1. A storage device, characterized in that, It comprises: a wiring substrate having a first surface, a second surface opposite to the first surface, and a multilayer wiring layer; The control element, while being embedded in the wiring substrate, has a first element surface with a plurality of electrode pads connected to the multilayer wiring layer and a second element surface opposite to the first element surface. The first heat dissipation component is disposed on the first surface of the wiring substrate in the region that overlaps with the control element; A heat dissipation structure is exposed from the second surface of the wiring board, opposite to the second element surface of the control element; and at least one memory element, disposed on the first surface of the wiring substrate in a region that does not overlap with the control element, and connected to the multilayer wiring layer. The multilayer wiring layer has: a signal pattern that electrically connects the control element to the memory element or an external connection terminal; and a heat dissipation conductor pattern that forms a heat dissipation path between the control element and the first heat dissipation component.

2. The storage device according to claim 1, characterized in that, At least one memory element connected to the multilayer wiring layer is also disposed in a region on the second surface of the wiring substrate that does not overlap with the control element.

3. The storage device according to claim 2, characterized in that, The heat dissipation structure includes a third heat dissipation member protruding from the second surface of the wiring substrate.

4. The storage device according to claim 1 or 2, characterized in that, The electrode pads of the control element include a power pad and a ground pad. The heat dissipation conductor pattern includes at least one of a power pattern and a ground pattern, wherein the power pattern is connected to the power pad and has a width greater than the signal pattern, and the ground pattern is connected to the ground pad and has a width greater than the signal pattern.

5. The storage device according to claim 1 or 2, characterized in that, A metal pattern is provided on the first element surface of the control element, which is not connected to the electrode pad of the control element and the signal pattern of the wiring board, but is connected to the heat dissipation conductor pattern.

6. The storage device according to claim 1 or 2, characterized in that, The heat dissipation structure includes: a metal layer disposed on the second element surface of the control element; And multiple thermally conductive vias, connected to the metal layer, and in greater number than the electrode pads.

7. The storage device according to claim 1 or 2, characterized in that, The heat dissipation structure includes a second heat dissipation component embedded in the wiring substrate.
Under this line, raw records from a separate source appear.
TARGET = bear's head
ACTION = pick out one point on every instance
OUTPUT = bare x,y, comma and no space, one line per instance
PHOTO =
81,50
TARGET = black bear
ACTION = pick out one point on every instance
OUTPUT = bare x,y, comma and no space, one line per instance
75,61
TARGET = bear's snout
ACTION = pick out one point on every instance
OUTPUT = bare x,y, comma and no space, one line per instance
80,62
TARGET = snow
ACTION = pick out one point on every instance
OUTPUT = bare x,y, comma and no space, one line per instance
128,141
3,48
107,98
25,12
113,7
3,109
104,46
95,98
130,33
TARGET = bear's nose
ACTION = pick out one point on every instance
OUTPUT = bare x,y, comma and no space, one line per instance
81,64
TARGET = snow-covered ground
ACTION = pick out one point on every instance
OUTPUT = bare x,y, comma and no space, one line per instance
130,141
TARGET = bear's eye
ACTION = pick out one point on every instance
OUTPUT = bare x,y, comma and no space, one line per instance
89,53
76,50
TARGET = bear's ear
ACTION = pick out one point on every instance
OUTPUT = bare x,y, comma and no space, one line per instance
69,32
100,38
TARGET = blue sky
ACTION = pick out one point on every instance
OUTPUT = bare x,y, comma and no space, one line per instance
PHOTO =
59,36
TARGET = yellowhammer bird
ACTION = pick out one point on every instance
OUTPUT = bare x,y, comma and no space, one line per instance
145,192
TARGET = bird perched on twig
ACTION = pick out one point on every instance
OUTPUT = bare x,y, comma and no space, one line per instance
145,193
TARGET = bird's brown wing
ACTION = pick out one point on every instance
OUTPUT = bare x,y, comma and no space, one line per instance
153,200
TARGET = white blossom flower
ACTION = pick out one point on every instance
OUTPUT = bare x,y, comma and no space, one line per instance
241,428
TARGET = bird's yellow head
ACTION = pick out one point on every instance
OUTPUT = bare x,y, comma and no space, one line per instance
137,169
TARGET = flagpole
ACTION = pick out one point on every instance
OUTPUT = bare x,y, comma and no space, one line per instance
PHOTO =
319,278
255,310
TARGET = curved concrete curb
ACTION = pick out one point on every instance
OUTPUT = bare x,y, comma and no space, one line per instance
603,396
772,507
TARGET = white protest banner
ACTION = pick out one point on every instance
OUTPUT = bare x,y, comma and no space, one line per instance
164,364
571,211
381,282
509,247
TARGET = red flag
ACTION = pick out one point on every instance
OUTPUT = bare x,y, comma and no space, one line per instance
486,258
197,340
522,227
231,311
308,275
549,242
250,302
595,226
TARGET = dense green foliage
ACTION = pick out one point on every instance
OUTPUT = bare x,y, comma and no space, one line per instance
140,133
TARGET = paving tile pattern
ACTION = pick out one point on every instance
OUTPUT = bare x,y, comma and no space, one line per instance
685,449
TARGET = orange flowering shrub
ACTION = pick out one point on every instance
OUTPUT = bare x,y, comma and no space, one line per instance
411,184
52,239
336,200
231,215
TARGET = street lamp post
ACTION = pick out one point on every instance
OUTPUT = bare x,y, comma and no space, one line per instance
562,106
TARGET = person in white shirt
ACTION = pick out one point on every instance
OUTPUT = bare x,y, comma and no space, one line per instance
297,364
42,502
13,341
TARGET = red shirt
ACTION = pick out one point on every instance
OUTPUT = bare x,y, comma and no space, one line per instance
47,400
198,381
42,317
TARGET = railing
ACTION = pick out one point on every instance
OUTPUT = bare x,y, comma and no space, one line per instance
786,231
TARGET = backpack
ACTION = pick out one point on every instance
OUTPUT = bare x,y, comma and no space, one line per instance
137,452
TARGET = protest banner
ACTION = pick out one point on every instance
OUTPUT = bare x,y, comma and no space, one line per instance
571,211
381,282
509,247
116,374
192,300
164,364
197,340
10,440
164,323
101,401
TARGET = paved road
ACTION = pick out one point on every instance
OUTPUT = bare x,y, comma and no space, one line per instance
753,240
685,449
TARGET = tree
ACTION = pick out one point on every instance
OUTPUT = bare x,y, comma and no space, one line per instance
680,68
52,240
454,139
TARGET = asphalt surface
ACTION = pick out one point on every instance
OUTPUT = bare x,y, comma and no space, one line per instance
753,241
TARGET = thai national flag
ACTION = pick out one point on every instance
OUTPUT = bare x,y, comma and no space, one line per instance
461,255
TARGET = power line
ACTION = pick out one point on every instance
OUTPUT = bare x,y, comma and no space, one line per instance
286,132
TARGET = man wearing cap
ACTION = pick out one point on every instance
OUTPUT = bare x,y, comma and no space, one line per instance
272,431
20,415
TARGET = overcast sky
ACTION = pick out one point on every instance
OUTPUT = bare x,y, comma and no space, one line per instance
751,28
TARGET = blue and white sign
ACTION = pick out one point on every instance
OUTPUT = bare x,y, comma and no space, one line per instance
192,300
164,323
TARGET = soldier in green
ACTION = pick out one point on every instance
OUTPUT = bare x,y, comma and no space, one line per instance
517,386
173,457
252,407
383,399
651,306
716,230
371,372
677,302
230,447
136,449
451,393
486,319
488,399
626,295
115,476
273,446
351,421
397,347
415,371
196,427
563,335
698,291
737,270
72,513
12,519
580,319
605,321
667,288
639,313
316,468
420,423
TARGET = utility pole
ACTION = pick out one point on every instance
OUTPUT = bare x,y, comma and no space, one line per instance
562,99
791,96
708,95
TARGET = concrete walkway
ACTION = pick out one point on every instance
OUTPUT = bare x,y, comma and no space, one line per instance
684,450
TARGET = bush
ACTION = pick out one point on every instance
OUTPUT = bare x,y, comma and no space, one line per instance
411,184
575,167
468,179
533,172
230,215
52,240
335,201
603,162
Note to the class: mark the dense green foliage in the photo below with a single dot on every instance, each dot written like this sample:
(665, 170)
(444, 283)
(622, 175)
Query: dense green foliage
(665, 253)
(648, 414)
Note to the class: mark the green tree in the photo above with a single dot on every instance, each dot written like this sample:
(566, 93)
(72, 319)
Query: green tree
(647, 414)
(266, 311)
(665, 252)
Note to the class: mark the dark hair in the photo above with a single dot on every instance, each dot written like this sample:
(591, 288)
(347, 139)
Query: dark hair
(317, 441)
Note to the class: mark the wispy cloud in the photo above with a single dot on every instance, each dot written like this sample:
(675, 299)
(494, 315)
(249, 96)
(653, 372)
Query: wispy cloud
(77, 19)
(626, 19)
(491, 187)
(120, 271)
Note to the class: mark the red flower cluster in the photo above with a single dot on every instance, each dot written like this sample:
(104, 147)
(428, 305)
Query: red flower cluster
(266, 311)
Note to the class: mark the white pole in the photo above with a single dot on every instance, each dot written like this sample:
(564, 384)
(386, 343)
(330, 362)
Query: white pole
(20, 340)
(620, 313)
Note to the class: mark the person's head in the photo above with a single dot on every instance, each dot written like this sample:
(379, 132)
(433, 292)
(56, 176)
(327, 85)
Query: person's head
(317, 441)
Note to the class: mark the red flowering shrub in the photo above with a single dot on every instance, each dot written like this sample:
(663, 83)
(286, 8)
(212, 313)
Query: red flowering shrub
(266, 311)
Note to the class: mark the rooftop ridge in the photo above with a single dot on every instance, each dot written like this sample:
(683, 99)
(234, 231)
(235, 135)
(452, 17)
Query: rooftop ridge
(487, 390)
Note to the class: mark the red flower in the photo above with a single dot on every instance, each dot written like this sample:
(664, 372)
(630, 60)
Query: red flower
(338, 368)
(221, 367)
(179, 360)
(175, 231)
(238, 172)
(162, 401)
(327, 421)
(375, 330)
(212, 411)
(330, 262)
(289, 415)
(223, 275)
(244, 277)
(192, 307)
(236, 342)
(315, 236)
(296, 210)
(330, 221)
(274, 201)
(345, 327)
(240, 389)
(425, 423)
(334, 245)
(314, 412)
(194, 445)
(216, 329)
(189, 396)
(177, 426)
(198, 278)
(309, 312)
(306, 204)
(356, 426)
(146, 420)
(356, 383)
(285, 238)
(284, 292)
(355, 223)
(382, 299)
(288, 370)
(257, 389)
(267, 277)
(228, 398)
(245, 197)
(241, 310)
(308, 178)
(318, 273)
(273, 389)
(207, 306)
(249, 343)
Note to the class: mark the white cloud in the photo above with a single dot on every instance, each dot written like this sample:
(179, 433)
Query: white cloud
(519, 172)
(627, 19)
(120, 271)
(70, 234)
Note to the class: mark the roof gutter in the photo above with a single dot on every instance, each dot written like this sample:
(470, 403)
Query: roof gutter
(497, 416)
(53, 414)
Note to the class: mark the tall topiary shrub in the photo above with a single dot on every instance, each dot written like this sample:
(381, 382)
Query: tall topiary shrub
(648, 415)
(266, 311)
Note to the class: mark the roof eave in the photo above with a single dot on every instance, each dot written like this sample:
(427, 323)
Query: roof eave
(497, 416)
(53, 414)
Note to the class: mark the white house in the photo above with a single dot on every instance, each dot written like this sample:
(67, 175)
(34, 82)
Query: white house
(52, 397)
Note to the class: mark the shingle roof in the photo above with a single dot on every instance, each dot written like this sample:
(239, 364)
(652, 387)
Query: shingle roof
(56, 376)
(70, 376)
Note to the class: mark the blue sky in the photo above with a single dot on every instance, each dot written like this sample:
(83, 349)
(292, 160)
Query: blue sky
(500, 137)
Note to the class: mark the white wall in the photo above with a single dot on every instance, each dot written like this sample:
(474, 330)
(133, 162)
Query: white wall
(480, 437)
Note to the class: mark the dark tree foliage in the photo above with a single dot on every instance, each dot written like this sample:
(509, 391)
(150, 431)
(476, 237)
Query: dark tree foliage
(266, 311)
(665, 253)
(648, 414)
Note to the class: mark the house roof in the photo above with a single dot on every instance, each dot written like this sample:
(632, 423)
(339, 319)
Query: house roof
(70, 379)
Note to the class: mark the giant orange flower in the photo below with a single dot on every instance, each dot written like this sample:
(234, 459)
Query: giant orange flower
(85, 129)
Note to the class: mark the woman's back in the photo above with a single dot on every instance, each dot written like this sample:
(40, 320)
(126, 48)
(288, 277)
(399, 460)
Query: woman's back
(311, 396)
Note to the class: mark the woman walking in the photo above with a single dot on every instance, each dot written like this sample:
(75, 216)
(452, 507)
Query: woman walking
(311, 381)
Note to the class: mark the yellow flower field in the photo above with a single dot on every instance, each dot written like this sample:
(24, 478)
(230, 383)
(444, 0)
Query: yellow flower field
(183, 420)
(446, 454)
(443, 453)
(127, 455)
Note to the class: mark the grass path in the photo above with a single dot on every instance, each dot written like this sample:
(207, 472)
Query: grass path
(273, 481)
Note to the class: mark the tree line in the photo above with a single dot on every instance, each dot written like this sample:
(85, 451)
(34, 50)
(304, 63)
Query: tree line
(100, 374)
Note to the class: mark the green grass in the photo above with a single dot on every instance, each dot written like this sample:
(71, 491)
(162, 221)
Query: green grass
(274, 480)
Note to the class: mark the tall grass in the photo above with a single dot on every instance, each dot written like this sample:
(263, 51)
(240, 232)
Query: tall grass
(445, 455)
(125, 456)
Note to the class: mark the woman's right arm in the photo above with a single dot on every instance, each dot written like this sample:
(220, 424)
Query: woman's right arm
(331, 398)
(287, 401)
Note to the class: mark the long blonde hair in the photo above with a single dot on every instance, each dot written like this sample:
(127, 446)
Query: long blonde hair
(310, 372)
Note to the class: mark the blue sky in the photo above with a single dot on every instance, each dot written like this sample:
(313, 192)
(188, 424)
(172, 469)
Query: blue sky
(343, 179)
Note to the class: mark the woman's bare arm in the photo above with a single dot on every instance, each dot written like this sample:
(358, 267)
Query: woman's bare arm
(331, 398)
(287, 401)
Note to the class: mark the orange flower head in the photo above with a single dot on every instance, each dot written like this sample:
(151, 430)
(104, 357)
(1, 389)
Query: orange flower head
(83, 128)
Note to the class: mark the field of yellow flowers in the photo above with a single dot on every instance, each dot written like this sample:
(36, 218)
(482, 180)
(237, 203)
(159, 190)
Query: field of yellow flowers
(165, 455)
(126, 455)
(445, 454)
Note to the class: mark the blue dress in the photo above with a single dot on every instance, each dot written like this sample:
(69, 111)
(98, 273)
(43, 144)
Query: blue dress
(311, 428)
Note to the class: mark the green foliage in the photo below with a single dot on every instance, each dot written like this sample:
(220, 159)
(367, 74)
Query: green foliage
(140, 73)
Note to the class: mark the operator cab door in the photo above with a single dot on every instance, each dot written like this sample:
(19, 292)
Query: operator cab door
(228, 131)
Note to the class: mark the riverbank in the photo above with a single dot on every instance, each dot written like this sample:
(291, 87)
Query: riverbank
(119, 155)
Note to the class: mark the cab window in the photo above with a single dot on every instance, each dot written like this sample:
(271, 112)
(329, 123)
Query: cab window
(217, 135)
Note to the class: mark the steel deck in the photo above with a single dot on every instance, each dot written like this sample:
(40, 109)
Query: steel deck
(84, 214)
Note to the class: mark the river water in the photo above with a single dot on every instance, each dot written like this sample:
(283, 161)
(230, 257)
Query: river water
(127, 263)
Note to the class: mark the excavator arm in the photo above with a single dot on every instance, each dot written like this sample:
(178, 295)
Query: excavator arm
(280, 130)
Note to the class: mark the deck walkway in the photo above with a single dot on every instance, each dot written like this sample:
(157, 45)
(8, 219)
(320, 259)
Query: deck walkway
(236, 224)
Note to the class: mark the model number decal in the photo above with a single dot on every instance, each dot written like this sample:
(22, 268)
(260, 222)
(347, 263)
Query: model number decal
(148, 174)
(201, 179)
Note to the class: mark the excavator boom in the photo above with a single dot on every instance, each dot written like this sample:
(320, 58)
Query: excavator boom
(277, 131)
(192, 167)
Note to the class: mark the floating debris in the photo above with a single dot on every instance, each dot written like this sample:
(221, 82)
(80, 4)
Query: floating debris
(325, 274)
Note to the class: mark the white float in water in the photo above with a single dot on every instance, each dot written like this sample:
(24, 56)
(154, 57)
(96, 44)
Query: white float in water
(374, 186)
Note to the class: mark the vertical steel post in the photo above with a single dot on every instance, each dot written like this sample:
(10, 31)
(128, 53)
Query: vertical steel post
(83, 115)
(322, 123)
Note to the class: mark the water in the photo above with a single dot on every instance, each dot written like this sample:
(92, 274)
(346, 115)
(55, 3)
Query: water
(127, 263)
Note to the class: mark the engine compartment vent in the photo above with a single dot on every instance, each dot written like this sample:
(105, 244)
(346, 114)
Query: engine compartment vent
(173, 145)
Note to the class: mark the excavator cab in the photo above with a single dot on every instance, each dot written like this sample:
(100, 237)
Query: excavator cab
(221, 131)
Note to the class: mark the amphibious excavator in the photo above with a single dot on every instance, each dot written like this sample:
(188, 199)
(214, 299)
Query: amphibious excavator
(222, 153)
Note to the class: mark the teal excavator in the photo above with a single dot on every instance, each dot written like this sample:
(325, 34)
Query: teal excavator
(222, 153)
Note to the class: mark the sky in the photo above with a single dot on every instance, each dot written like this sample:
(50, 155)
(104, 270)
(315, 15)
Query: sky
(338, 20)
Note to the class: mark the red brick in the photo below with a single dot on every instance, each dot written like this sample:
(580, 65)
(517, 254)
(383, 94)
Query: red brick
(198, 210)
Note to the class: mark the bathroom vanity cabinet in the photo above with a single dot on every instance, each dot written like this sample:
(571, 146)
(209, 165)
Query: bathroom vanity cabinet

8. A storage device module, Its characteristics are, It includes the plurality of storage devices and cooling components as described in claim 1. On the surface of the wiring board exposed from the heat dissipation structure of one of the adjacent storage devices, the first heat dissipation member of another storage device is connected, and the plurality of storage devices are arranged. The cooling component extends along the direction in which the plurality of storage devices are arranged and is connected to the side of the first heat dissipation component.

9. A storage device module, characterized in that, It includes the plurality of storage devices and cooling components described in claim 3. The plurality of storage devices are arranged such that the first heat dissipation member of another storage device is connected to the third heat dissipation member exposed on the wiring board of the heat dissipation structure of one of the adjacent storage devices. The cooling component extends along the direction in which the plurality of storage devices are arranged and is connected to the side of the first heat dissipation component and the side of the third heat dissipation component.